Mathew O’Neal

Researchers at Iowa State University have received a one million dollar grant to study if prairie plants can help fill a food gap for honeybees.

ISU’s Matthew O’Neal says the grant helps them continue research they’ve already done on helping the bees. “Over the last couple of years we’ve been doing a study looking at

what factors are affecting honeybee health and if there was enough forage for them in an landscape like Iowa’s where we grow a lot of corn and soybeans,” O’Neal says. He says the starting researching after noticing that honeybee hives lost weight in the fall.

“From about June until the first week of August, honeybee hives would gain weight. But over the course of a two-year study, they lost week starting in the first week of August,” O’Neal says. “And that’s really early given that they have to eat the food that they make from foraging on flowers to get through the winter.” O’Neal is an associate professor or entomology, and says they found prairie plants might provide the fall food the bees need.

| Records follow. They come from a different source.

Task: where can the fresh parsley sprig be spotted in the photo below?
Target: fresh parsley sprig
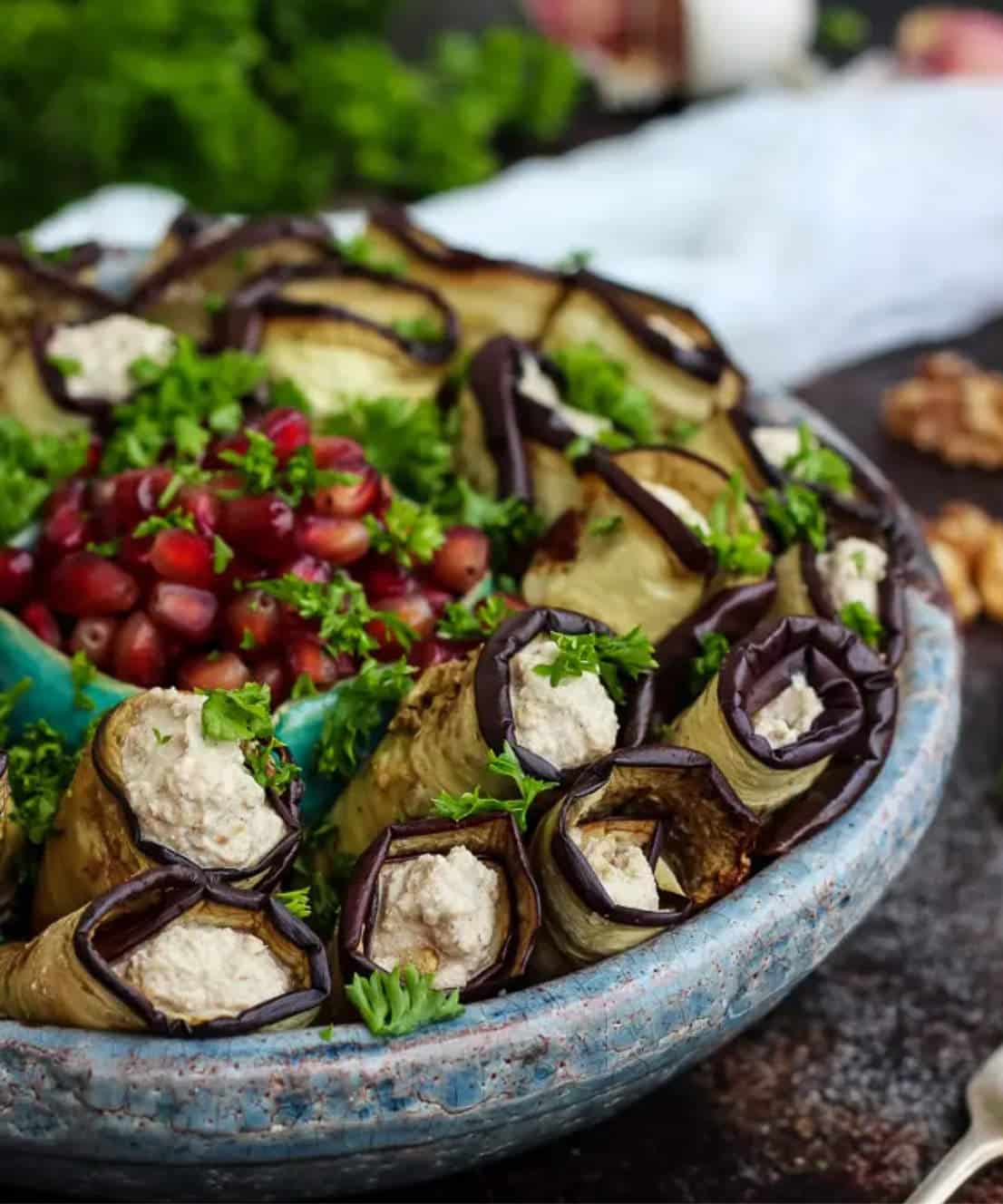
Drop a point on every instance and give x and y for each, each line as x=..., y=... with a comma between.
x=394, y=1003
x=612, y=657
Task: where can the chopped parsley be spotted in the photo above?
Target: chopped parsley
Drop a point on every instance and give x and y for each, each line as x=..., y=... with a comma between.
x=359, y=712
x=858, y=617
x=796, y=513
x=394, y=1003
x=819, y=465
x=82, y=675
x=741, y=550
x=599, y=384
x=408, y=532
x=472, y=802
x=715, y=648
x=612, y=657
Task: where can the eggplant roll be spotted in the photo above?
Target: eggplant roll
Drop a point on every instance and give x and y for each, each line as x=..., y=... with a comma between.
x=800, y=718
x=73, y=374
x=641, y=840
x=202, y=261
x=492, y=296
x=460, y=712
x=862, y=564
x=173, y=954
x=456, y=901
x=151, y=790
x=632, y=554
x=342, y=331
x=668, y=352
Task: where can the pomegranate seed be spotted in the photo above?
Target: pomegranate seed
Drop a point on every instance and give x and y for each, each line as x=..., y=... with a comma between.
x=334, y=452
x=184, y=609
x=287, y=429
x=216, y=671
x=463, y=558
x=307, y=568
x=17, y=568
x=436, y=652
x=37, y=617
x=85, y=584
x=305, y=655
x=272, y=674
x=95, y=637
x=414, y=609
x=252, y=613
x=349, y=501
x=337, y=540
x=138, y=652
x=182, y=555
x=261, y=527
x=202, y=505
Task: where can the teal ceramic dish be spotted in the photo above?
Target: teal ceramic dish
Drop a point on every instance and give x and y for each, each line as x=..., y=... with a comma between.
x=291, y=1115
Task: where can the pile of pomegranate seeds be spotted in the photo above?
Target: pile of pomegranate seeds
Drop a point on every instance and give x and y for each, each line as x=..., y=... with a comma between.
x=177, y=606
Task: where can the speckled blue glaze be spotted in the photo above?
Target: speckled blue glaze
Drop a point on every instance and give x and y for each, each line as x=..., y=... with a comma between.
x=290, y=1115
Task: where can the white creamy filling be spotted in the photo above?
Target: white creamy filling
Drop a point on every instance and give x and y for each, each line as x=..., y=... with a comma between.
x=535, y=384
x=680, y=506
x=193, y=795
x=200, y=969
x=852, y=571
x=789, y=715
x=568, y=723
x=777, y=444
x=105, y=351
x=441, y=904
x=621, y=867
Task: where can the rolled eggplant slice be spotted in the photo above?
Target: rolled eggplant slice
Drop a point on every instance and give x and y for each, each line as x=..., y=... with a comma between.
x=632, y=555
x=492, y=296
x=456, y=901
x=638, y=843
x=173, y=954
x=151, y=790
x=202, y=261
x=341, y=333
x=73, y=374
x=460, y=712
x=668, y=351
x=800, y=704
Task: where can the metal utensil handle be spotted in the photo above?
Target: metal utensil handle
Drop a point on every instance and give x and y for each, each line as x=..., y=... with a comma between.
x=959, y=1163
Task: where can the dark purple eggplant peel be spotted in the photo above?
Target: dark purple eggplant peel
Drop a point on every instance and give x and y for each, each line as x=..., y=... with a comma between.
x=66, y=976
x=495, y=840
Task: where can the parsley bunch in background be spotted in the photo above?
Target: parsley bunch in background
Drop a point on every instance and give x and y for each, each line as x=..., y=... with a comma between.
x=253, y=105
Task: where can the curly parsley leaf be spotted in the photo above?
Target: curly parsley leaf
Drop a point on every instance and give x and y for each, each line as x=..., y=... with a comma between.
x=359, y=712
x=394, y=1003
x=858, y=617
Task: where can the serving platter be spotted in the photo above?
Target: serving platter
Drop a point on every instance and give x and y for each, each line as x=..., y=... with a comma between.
x=282, y=1115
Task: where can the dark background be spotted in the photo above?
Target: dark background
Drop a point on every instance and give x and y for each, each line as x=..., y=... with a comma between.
x=854, y=1086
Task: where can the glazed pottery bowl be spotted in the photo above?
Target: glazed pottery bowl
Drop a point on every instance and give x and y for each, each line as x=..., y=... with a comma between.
x=291, y=1115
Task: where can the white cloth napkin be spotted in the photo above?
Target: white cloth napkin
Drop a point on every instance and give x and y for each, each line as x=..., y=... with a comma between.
x=809, y=228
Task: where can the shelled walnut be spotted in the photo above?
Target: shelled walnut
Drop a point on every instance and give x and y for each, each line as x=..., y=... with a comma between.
x=951, y=407
x=967, y=547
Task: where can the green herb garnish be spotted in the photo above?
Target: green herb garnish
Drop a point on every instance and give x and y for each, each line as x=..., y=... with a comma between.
x=394, y=1003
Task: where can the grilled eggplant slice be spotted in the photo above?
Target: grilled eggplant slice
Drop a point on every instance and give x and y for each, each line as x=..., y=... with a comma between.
x=798, y=720
x=460, y=712
x=632, y=557
x=342, y=333
x=638, y=843
x=404, y=867
x=668, y=351
x=202, y=261
x=102, y=836
x=173, y=954
x=494, y=296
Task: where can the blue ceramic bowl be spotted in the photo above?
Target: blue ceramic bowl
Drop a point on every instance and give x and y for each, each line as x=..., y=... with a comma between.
x=293, y=1115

“We showed the U.S.D.A. in a very preliminary study that if we moved hives from soybean fields to prairie — not only did their weight loss stop — but they gained weight,” O’Neal explains. The now want to take a longer look to see if prairies are a viable solution to help the honeybees.

“The focus of our next study is to see just how much weight they can gain — and if that weight gain can help them survive other sources of stress — like exposure to insecticides that they might get in crop fields like soybeans where farmers may need to spray insecticides,” O’Neal says. He says the prairies are available at the right time.

“And what makes prairie really remarkable is that it has a variety of native plants that produce flowers into the late summer, even into the fall. And that can be a source of forage for honeybees,” O’Neal says. He says the honeybees forage for pollen, but their main food source is nectar in plants.

“In our preliminary work we’ve seen that they can find them easily in the prairie, and they find them attractive. and it can be a source of weight gain in the form of nectar that they can convert to honey,” O’Neal says. Beekeepers have used clover as a primary source of forage for honey bees, and very few are believed to have used prairie flowers as a substitute.